The issues I've had with Clojure are the small community leading to questionable documentation and supporting libraries just feel a little underdone once off the beaten track. There is also the radically different style of programming (which is also the biggest plus). But the power of the abstractions isn't a problem, it just means there is less to read. If anything, reading the source code of libraries becomes more feasible because often libraries are about instantiating an idea than writing lots of code.

2 comments

> Having more powerful ways to express yourself doesn't make it harder to read code

Well, depends. For example, reading my older Haskell code is definitely harder than my Java code. Also, only a handful of teams is lucky enough to have only good programmers. There is always someone who sees some great advanced concept and applies it without the necessary know-how on the dangers/context of that feature. I think Haskell, Clojure and Scala as well are somewhat prone to this.

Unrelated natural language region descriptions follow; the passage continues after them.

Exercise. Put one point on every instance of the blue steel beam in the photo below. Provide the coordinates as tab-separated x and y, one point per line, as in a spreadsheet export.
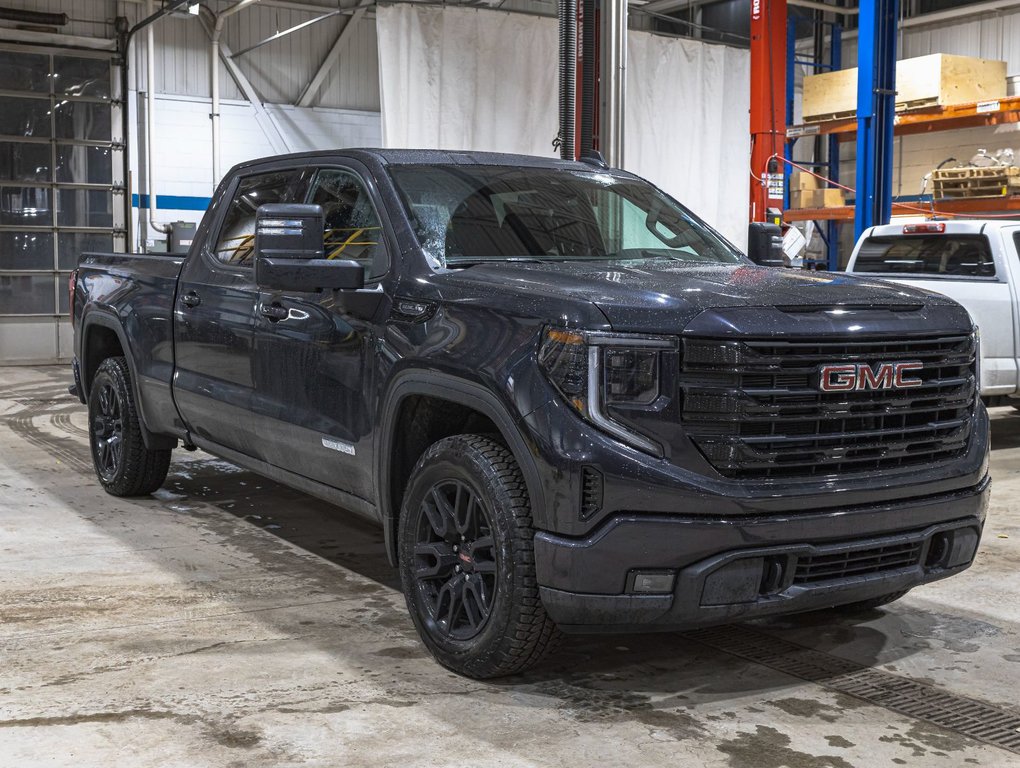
832	227
875	112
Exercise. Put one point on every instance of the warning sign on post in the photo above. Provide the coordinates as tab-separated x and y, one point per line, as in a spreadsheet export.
775	184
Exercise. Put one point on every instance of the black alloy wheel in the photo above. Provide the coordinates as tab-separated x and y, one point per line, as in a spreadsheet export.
123	464
466	554
455	560
108	433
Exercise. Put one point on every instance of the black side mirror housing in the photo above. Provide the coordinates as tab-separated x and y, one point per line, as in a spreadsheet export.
290	255
765	244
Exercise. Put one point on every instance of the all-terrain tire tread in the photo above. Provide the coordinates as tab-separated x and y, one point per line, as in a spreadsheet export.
144	470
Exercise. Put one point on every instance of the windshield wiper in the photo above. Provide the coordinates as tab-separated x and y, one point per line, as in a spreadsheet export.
513	260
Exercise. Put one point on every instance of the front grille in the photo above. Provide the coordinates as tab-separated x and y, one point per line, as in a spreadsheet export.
754	409
856	563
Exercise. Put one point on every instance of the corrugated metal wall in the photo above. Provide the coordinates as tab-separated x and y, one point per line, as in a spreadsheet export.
277	70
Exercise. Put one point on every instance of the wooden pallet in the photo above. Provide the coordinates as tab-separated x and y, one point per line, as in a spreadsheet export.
957	183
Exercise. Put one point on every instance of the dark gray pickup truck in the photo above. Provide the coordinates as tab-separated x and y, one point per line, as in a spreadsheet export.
570	404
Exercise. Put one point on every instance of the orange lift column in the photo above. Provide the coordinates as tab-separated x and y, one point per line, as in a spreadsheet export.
768	105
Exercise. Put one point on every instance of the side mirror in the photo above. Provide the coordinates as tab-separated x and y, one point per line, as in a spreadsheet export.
290	256
765	244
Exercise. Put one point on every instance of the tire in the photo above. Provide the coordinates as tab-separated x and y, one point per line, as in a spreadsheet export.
873	603
123	465
466	556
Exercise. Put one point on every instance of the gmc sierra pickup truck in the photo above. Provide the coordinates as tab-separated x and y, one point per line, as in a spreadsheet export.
976	263
570	404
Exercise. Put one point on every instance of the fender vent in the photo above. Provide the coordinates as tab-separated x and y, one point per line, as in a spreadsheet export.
591	493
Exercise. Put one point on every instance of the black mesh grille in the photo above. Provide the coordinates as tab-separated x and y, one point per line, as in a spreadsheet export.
591	501
856	563
755	410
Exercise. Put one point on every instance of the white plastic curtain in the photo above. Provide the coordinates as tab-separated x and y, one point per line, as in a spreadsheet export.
481	80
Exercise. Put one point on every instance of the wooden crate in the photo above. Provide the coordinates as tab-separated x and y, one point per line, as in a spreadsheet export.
936	81
958	183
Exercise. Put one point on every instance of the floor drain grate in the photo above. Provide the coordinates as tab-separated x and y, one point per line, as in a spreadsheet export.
984	722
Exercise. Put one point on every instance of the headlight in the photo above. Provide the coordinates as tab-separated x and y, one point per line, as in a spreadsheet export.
593	370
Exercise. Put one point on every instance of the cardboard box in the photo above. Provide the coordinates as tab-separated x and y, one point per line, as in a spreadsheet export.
816	198
935	81
801	181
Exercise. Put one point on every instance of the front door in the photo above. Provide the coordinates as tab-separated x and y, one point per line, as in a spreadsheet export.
314	366
214	317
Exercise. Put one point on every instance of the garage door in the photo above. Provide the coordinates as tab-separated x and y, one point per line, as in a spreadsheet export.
61	189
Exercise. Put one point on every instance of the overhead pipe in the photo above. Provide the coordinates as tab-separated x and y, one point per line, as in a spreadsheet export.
150	118
33	17
217	31
825	7
567	11
612	80
125	37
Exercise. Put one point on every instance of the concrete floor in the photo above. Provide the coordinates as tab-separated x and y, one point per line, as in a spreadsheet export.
228	621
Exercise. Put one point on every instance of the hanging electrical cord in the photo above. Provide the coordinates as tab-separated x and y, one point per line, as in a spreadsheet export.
906	206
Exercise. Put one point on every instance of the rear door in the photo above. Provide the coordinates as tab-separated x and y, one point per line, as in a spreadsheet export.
959	262
314	389
214	316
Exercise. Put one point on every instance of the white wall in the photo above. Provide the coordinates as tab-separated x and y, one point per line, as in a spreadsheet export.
183	144
995	36
480	80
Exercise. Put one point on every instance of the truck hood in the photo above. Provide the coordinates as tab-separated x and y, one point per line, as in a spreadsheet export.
664	297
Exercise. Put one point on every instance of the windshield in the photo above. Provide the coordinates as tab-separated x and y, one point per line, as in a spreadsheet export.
471	214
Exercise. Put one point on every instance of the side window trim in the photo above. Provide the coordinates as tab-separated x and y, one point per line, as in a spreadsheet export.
297	188
381	262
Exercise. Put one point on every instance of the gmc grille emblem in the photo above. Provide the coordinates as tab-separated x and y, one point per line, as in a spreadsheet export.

Given the choice between undocumented Java code and undocumented Clojure code... I'd rather take my chances with Java.
I've had similar issues with immature libraries, to a point where nowadays I will usually end up using the Java libraries and write my own wrapper around it if it's not Clojurey enough for my liking. Much as I dislike Java as a language, I don't think anyone would dispute that it has pretty excellent library support, so I figure that there's no reason I shouln't exploit that fact in Clojure.